Jeder wurschtelt irgendwie für sich

Für die Beschäftigten sind in Deutschland die Betriebe, für die Arbeitslosen der Staat und für die allgemeine Bildung ist jeder einzelne verantwortlich. Jeder wurschtelt irgendwie für sich. Dagegen sind in Dänemark Staat, Unternehmen, Gewerkschaften, Individuen und Bildungsträger in ein komplexes System gemeinsamer Verantwortung eingebunden, berichtet Dick Moraal vom Bundesinstitut für Berufsbildung.
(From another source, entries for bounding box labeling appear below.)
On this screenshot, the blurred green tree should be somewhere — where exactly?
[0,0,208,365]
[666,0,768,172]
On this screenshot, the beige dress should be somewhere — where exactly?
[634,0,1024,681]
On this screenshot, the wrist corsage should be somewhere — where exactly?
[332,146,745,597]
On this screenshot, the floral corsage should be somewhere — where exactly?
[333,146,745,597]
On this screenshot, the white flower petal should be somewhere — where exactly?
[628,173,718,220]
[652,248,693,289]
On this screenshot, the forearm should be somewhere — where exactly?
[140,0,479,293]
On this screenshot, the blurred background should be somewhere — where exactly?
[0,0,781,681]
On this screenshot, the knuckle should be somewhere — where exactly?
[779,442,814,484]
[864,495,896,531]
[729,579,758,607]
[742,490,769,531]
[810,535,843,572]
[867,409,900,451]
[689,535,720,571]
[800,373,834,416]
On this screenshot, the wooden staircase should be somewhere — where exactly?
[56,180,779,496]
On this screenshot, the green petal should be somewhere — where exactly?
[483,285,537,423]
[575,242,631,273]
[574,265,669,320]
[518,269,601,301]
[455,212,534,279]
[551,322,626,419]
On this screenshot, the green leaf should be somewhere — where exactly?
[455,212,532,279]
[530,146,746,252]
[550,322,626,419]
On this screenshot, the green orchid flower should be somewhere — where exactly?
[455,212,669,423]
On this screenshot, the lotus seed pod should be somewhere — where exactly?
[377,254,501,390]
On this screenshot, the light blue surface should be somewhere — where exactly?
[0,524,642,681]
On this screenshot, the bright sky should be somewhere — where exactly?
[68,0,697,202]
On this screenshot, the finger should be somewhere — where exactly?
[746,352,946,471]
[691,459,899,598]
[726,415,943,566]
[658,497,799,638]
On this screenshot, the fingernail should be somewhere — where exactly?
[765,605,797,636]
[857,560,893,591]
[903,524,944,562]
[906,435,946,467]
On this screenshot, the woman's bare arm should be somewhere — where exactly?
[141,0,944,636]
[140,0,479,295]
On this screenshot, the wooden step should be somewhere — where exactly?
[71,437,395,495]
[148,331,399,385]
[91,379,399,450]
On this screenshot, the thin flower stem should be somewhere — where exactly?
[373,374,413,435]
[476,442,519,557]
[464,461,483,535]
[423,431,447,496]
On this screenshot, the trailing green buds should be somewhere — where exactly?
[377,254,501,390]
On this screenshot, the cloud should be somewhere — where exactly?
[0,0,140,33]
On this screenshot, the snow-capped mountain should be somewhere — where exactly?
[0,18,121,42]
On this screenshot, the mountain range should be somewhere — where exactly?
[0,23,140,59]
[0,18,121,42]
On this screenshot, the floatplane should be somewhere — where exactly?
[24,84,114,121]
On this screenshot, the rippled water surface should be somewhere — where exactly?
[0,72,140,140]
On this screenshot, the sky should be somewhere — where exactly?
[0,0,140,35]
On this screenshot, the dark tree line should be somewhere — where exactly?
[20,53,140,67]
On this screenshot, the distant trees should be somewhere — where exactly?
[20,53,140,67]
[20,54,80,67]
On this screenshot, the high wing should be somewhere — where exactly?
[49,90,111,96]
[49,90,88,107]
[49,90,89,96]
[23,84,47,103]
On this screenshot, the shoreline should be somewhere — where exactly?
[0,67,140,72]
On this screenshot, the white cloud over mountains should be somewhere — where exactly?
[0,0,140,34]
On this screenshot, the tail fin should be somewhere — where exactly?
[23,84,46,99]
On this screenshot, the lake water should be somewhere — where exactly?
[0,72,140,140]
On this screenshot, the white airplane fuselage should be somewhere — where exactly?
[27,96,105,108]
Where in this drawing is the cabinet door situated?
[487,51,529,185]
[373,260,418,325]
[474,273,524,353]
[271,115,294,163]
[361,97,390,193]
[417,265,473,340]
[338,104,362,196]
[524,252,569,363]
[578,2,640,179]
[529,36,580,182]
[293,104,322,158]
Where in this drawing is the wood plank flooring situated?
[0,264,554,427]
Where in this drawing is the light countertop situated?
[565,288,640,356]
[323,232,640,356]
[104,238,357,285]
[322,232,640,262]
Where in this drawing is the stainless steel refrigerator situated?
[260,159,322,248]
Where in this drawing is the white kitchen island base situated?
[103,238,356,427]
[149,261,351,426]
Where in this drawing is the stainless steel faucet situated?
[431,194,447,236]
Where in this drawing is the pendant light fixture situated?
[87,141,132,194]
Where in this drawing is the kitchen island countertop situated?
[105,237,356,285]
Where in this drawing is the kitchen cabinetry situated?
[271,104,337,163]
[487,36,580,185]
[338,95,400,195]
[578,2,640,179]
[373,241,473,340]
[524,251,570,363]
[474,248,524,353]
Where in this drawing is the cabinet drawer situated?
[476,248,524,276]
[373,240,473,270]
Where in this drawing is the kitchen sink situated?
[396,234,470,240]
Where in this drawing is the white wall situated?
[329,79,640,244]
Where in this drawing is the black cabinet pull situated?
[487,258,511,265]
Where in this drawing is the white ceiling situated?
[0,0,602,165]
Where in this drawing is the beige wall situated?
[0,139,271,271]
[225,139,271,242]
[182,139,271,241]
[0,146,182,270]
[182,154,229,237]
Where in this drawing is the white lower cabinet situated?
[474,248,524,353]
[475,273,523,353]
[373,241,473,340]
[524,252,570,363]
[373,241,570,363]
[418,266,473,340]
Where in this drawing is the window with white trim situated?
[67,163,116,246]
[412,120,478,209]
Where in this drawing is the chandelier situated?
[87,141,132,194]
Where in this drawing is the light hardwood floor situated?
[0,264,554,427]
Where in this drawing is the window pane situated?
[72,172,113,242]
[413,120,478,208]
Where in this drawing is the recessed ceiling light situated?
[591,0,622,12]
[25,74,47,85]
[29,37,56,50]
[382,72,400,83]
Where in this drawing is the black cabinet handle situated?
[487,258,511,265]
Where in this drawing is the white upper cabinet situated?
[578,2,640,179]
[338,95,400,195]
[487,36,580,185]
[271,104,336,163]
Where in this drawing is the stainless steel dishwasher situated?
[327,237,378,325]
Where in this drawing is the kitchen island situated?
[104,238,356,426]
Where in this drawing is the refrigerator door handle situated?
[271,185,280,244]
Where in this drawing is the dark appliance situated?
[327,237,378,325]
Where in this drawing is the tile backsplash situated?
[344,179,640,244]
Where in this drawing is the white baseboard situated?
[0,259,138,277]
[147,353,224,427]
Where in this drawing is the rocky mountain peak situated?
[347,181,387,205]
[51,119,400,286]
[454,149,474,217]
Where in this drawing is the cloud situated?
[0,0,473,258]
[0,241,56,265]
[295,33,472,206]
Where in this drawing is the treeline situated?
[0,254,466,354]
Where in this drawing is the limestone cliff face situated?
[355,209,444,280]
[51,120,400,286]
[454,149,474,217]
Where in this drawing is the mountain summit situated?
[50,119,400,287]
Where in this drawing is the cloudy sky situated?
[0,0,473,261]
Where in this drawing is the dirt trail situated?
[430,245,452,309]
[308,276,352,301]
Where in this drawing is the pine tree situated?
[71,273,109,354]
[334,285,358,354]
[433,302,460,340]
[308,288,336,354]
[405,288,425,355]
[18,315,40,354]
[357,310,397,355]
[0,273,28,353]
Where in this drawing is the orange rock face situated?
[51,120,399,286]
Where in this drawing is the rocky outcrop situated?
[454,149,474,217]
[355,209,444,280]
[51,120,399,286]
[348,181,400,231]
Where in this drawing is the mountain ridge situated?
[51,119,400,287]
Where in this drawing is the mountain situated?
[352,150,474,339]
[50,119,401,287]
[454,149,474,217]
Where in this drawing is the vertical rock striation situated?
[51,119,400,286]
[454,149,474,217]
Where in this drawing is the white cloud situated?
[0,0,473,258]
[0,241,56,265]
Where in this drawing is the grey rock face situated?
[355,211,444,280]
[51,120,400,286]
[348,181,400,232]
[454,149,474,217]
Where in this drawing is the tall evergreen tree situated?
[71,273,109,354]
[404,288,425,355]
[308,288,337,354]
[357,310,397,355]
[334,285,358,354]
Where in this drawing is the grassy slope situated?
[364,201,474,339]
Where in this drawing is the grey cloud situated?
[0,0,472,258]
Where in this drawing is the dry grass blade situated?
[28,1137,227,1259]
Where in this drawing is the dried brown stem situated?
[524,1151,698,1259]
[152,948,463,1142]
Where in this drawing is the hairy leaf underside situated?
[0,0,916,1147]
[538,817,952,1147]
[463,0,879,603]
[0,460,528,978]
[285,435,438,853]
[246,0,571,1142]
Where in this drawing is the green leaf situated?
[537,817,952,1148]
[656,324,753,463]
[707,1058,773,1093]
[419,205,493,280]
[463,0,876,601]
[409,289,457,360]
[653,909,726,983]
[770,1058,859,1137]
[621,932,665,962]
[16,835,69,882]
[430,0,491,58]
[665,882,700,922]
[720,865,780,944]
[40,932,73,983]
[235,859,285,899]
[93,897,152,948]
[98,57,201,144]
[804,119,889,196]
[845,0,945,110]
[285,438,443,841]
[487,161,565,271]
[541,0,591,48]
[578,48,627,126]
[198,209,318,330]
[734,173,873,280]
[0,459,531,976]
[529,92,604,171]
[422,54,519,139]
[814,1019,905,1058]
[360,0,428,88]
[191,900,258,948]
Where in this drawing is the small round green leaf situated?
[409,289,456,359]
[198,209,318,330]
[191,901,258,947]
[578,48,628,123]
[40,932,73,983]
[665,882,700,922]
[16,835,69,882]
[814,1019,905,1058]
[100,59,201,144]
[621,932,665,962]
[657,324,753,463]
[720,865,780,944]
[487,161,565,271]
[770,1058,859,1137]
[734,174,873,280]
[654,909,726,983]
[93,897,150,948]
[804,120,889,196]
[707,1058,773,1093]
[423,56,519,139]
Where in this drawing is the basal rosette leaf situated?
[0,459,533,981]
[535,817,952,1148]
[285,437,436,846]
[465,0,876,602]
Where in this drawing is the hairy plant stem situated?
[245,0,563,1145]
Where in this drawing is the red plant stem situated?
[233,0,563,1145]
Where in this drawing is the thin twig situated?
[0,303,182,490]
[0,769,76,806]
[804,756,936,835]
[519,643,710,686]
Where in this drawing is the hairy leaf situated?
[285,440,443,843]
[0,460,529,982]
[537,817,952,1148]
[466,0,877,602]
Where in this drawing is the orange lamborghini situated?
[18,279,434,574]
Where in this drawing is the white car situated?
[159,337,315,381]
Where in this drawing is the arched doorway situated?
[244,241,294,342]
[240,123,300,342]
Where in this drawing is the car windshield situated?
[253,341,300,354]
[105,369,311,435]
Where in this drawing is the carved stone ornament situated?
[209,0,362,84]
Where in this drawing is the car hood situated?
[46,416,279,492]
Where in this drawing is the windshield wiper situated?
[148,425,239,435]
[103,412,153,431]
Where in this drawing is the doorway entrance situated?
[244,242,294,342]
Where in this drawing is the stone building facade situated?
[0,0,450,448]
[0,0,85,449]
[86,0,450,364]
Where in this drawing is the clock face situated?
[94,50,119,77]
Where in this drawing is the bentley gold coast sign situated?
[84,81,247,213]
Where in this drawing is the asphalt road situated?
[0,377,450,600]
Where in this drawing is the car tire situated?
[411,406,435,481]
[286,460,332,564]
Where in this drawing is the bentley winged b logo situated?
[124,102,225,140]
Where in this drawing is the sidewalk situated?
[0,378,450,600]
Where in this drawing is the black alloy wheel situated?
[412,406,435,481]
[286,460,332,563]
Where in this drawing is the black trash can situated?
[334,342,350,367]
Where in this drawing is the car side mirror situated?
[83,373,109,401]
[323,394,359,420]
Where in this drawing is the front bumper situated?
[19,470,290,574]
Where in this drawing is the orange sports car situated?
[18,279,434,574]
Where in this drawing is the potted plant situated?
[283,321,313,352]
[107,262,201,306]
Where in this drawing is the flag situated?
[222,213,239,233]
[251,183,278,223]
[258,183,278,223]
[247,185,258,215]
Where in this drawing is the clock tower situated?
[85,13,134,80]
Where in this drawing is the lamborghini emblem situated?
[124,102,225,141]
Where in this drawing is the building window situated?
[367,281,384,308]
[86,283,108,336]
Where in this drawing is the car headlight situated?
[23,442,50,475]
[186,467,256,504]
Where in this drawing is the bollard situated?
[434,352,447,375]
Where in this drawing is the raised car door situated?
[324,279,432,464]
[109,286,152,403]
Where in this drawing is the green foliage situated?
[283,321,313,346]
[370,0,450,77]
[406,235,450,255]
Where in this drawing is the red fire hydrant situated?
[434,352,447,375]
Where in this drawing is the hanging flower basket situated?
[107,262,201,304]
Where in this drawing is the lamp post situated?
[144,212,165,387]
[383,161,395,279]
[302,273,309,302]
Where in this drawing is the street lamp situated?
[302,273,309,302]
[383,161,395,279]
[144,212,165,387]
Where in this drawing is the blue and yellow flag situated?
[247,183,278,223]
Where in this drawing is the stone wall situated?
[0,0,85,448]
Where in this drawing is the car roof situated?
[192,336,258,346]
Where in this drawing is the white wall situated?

Wer lernen will, hat dort Anspruch auf Freistellung. Auch Bildungssparen und Job-Rotation gehören zum System. In Frankreich zahlen alle Betriebe in einen Weiterbildungsfonds ein und können ihre Mitarbeiter dafür zu Kursen schicken. Auch das fördert eine breite Teilnahme und verhindert zugleich, dass nur unmittelbar für einen bestimmten Job verwertbares Wissen vermittelt wird. Und schließlich gibt es in Deutschland nicht nur hohe Hürden zwischen den weiterführenden Schulen. Auch später ist es schwer, vom einmal eingeschlagenen Weg abzuweichen. Nur etwa 1 500 Menschen mit langjähriger Berufserfahrung und ohne Abitur schreiben sich jährlich an deutschen Hochschulen ein. Obwohl sie oft einen Meistertitel mitbringen, werden ihre Vorleistungen nicht anerkannt. In vielen anderen EU-Ländern sind die Universitäten dagegen viel offener. Auch Über-40-Jährige sind dort präsent; in Deutschland ist deren Anteil dagegen laut OECD „kaum messbar”. Dabei sind sich alle Bildungsforscher einig, dass es immer wichtiger wird, Fachwissen mit Kenntnissen aus verschiedenen Lebens- und Arbeitsbereichen miteinander zu verbinden. ver.di-Bundesvorstandsmitglied Petra Gerstenkorn formuliert klar, was eine solche Entwicklung bedeutet: „Wenn sich in Deutschland in punkto Bildung nicht schnell etwas grundlegend ändert, sind wir abgehängt – und zwar auf Dauer.”